Este não é um sábado qualquer. Em uma cerimônia comandada por Pai Francisco de Oxum, o orixá protetor da agremiação é homenageado. O festejo coincide com as celebrações a São Jorge. A Feijoada para Ogum marca o início da preparação para o carnaval de 2014 e celebra o retorno do vitorioso carnavalesco Chico Spinosa ao comando do desfile, após um afastamento de quatro anos.

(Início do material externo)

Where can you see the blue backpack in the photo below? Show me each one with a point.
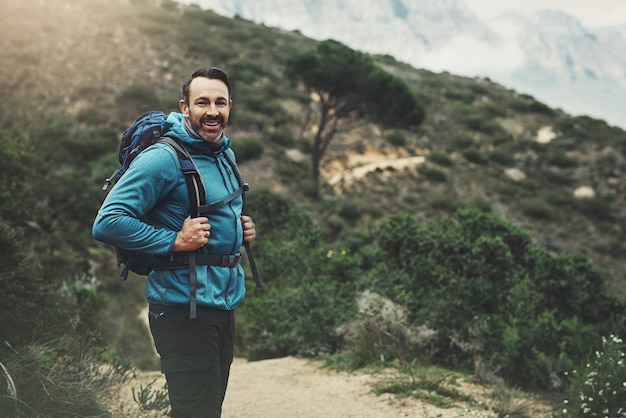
(145, 131)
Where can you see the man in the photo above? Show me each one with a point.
(148, 211)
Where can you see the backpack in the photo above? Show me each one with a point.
(142, 133)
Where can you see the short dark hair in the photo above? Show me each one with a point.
(212, 73)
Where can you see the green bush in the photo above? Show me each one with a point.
(537, 208)
(498, 303)
(599, 387)
(247, 149)
(396, 139)
(441, 158)
(475, 155)
(432, 174)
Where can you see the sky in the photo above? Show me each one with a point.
(591, 13)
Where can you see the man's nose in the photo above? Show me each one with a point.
(212, 109)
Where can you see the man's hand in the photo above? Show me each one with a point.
(249, 232)
(194, 234)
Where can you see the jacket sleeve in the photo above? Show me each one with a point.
(124, 219)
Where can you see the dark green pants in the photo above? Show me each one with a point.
(195, 357)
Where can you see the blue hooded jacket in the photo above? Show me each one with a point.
(147, 206)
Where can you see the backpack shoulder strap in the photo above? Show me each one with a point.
(195, 187)
(244, 188)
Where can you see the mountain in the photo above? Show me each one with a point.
(481, 145)
(548, 54)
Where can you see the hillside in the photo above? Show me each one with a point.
(484, 146)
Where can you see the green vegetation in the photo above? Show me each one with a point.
(435, 270)
(345, 86)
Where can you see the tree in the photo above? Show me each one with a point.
(344, 85)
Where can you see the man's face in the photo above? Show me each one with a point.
(209, 107)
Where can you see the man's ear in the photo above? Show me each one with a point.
(184, 109)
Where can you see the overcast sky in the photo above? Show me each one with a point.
(591, 13)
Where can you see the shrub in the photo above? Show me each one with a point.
(432, 174)
(247, 149)
(599, 388)
(476, 156)
(441, 159)
(502, 157)
(396, 139)
(537, 208)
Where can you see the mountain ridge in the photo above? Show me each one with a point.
(447, 36)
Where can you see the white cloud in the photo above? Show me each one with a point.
(590, 13)
(469, 57)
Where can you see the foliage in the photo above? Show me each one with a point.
(345, 85)
(307, 292)
(68, 376)
(498, 302)
(599, 388)
(48, 297)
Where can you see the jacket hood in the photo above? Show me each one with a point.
(173, 125)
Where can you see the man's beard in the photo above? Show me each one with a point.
(197, 128)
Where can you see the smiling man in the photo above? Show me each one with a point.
(191, 305)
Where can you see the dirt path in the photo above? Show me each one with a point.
(297, 388)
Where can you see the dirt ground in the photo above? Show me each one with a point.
(297, 388)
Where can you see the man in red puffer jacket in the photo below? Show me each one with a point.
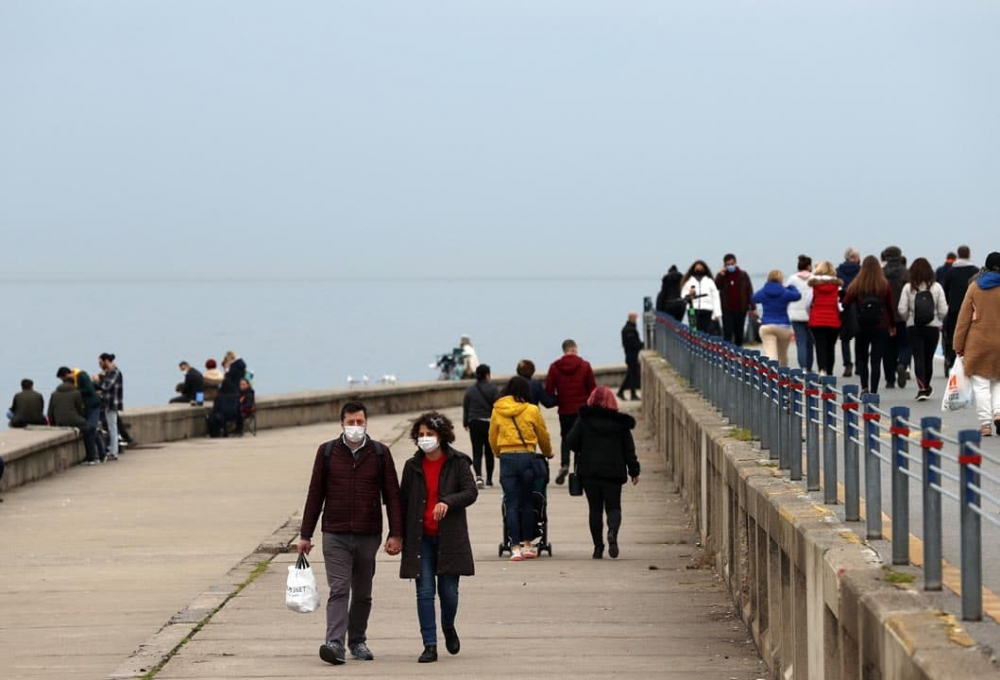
(571, 380)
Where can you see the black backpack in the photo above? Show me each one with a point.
(869, 311)
(923, 308)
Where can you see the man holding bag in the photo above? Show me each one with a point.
(350, 475)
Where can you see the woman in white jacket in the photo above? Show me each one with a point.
(698, 290)
(923, 322)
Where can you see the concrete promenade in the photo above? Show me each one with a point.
(95, 562)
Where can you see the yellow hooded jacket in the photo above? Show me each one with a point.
(503, 433)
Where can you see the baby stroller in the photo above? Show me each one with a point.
(539, 500)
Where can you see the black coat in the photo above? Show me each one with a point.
(457, 488)
(602, 440)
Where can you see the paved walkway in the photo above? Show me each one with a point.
(97, 560)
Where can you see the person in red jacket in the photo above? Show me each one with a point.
(571, 380)
(350, 475)
(824, 314)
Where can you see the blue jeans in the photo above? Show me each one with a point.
(447, 590)
(517, 477)
(803, 344)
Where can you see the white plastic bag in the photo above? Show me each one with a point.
(301, 594)
(958, 393)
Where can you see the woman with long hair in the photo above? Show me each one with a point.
(924, 306)
(871, 293)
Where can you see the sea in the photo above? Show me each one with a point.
(304, 334)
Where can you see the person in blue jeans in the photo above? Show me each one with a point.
(437, 487)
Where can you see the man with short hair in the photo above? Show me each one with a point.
(571, 380)
(350, 475)
(735, 291)
(28, 407)
(955, 285)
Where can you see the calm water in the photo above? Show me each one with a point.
(302, 335)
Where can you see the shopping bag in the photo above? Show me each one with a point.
(301, 594)
(958, 393)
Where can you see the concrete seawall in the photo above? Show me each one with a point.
(34, 453)
(812, 594)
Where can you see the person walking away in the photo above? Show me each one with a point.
(516, 428)
(28, 406)
(349, 475)
(632, 344)
(896, 359)
(922, 303)
(846, 271)
(477, 407)
(570, 380)
(876, 313)
(824, 315)
(977, 341)
(699, 292)
(605, 459)
(798, 313)
(956, 283)
(776, 327)
(66, 409)
(436, 489)
(669, 301)
(112, 401)
(735, 291)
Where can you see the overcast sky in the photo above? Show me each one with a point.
(572, 138)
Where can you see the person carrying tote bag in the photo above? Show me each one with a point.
(605, 460)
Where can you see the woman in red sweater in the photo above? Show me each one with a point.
(824, 315)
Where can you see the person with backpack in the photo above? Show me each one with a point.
(871, 293)
(350, 474)
(922, 303)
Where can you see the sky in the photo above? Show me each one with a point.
(409, 139)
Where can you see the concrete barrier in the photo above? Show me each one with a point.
(814, 597)
(34, 453)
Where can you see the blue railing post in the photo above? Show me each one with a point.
(930, 445)
(900, 485)
(969, 461)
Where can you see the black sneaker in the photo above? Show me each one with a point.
(360, 651)
(332, 652)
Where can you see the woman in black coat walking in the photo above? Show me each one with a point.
(436, 488)
(605, 459)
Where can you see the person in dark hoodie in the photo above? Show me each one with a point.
(571, 380)
(669, 299)
(846, 271)
(436, 489)
(605, 459)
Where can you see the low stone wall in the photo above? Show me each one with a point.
(34, 453)
(812, 594)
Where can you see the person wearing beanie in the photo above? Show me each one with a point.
(977, 341)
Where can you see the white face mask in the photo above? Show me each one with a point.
(354, 433)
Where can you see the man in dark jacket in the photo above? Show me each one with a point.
(632, 345)
(571, 380)
(846, 271)
(350, 474)
(735, 291)
(956, 283)
(28, 407)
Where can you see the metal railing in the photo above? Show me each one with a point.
(775, 403)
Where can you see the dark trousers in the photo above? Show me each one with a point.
(631, 381)
(897, 353)
(479, 433)
(825, 341)
(923, 343)
(733, 323)
(603, 496)
(869, 344)
(350, 568)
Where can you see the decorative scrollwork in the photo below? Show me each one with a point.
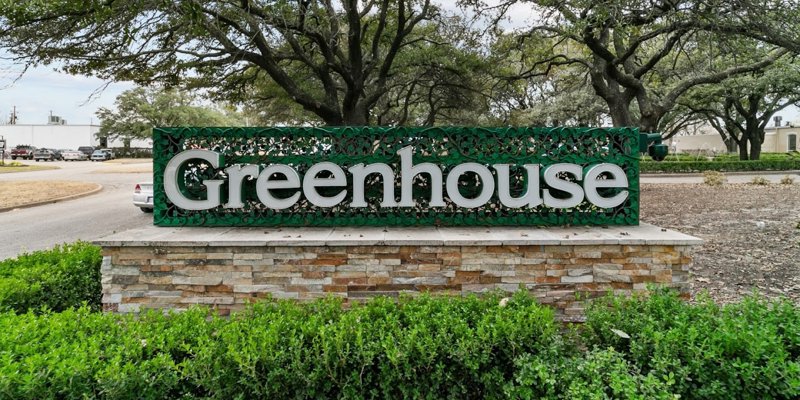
(447, 147)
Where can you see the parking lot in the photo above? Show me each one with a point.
(86, 218)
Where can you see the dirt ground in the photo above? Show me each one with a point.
(14, 194)
(751, 234)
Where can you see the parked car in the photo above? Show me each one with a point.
(102, 155)
(143, 196)
(73, 155)
(88, 150)
(44, 154)
(23, 151)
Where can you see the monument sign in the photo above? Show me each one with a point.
(443, 176)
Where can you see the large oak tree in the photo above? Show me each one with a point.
(641, 56)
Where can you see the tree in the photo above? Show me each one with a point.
(741, 108)
(139, 110)
(630, 50)
(334, 59)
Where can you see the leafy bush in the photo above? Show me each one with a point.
(700, 166)
(763, 157)
(415, 348)
(655, 347)
(57, 279)
(597, 374)
(745, 350)
(714, 178)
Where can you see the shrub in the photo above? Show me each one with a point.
(423, 347)
(700, 166)
(745, 350)
(714, 178)
(56, 279)
(597, 374)
(415, 348)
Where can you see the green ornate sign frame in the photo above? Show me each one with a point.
(447, 147)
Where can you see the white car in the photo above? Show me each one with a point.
(143, 196)
(73, 155)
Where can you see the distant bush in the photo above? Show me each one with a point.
(57, 279)
(428, 347)
(705, 351)
(700, 166)
(714, 178)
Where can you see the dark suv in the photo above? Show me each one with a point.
(47, 155)
(23, 151)
(88, 150)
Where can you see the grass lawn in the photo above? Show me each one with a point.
(17, 167)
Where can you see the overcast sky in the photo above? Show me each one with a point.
(41, 90)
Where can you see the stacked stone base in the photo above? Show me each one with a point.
(227, 275)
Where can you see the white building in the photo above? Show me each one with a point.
(60, 136)
(776, 140)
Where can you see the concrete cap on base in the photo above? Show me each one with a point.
(644, 234)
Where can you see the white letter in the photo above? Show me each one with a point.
(360, 173)
(487, 185)
(311, 182)
(236, 174)
(531, 198)
(618, 179)
(174, 193)
(264, 185)
(552, 180)
(409, 171)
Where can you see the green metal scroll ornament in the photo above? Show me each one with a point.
(354, 176)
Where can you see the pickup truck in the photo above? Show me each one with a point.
(23, 151)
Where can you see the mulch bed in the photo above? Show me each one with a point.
(751, 234)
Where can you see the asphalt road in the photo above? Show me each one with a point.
(87, 218)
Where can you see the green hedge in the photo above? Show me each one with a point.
(729, 166)
(57, 279)
(412, 348)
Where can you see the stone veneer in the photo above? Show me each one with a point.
(229, 267)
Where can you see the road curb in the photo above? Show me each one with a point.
(56, 200)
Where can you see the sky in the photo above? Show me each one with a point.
(41, 90)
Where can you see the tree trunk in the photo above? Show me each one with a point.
(731, 145)
(620, 115)
(743, 153)
(755, 147)
(356, 116)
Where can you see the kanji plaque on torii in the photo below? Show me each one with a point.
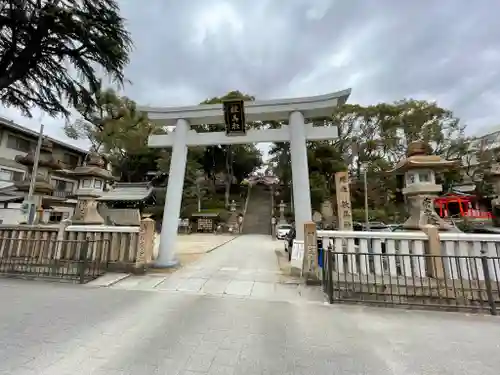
(234, 117)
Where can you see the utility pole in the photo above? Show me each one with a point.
(367, 221)
(32, 205)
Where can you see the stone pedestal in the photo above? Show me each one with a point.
(310, 262)
(422, 213)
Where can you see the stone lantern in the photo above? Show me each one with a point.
(92, 177)
(420, 188)
(42, 194)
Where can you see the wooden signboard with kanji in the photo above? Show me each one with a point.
(234, 117)
(343, 193)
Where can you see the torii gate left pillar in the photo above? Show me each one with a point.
(297, 133)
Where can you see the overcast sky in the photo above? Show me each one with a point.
(385, 50)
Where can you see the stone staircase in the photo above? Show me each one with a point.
(258, 214)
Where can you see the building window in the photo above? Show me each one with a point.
(19, 144)
(70, 159)
(410, 178)
(10, 175)
(424, 177)
(86, 183)
(56, 217)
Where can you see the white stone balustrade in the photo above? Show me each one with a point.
(461, 253)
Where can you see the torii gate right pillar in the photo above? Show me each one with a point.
(300, 174)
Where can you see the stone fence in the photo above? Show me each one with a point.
(124, 248)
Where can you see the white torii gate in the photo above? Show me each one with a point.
(297, 133)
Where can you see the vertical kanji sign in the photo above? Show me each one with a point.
(234, 117)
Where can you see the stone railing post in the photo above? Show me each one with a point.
(310, 268)
(434, 264)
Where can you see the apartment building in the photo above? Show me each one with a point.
(18, 140)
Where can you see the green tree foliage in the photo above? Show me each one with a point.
(374, 139)
(51, 52)
(234, 162)
(116, 128)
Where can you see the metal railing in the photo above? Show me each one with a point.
(65, 260)
(475, 286)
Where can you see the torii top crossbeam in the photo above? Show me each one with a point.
(297, 132)
(266, 110)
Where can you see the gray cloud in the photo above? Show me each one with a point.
(187, 51)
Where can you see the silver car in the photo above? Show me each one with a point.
(282, 230)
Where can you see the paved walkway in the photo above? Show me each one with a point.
(246, 267)
(54, 329)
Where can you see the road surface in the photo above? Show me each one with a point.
(48, 328)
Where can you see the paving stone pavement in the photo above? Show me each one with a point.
(49, 328)
(246, 267)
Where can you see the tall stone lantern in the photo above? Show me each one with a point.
(420, 188)
(92, 177)
(493, 176)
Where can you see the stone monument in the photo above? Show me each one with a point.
(282, 207)
(419, 170)
(92, 178)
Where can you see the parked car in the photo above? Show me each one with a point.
(282, 230)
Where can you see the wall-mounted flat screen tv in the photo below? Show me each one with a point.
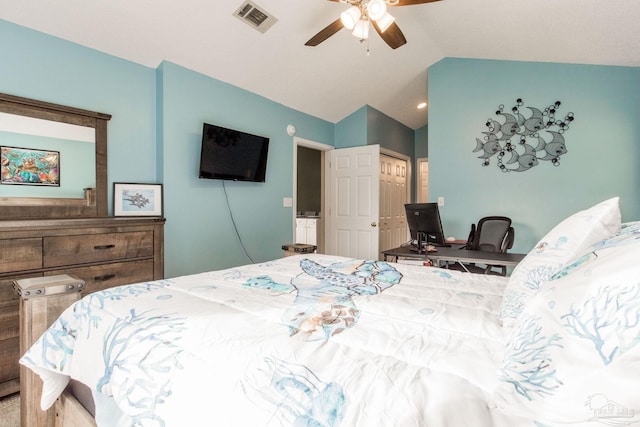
(232, 155)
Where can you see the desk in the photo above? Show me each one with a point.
(455, 254)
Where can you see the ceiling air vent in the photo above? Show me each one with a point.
(255, 16)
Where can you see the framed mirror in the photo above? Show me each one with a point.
(54, 160)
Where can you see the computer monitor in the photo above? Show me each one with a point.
(424, 223)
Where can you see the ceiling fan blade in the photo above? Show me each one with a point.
(410, 2)
(325, 33)
(392, 36)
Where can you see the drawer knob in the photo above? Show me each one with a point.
(101, 247)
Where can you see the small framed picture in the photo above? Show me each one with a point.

Não há, porém, muito a comemorar. O Bexiga já teve uma grande população negra, o que explica a presença da Vai-Vai no bairro, ocupante no passado dos inúmeros cortiços da região. O tempo tem apagado essa memória. E é possível que ela suma de vez. Em 30 de julho serão abertos os envelopes com as propostas dos consórcios interessados em construir a Linha 6-Laranja do Metrô. No meio do traçado da nova linha fica a quadra da tradicional escola de samba, símbolo dos carnavais paulistanos.

“Respeitamos o crescimento da cidade. O transporte público é necessário. A Vai-Vai não quer ser um empecilho, mas também queremos ser respeitados”, afirma Renato Maluf, vice-presidente da agremiação. “O local é público e a partir daí não teríamos de receber indenização. Trabalhamos com a prefeitura sem interesse financeiro. Esse não é o nosso ponto. Queremos fazer o carnaval e dar continuidade ao nosso trabalho social. Num projeto em que serão gastos bilhões de reais, queremos uma solução. A Vai-Vai faz parte de São Paulo.”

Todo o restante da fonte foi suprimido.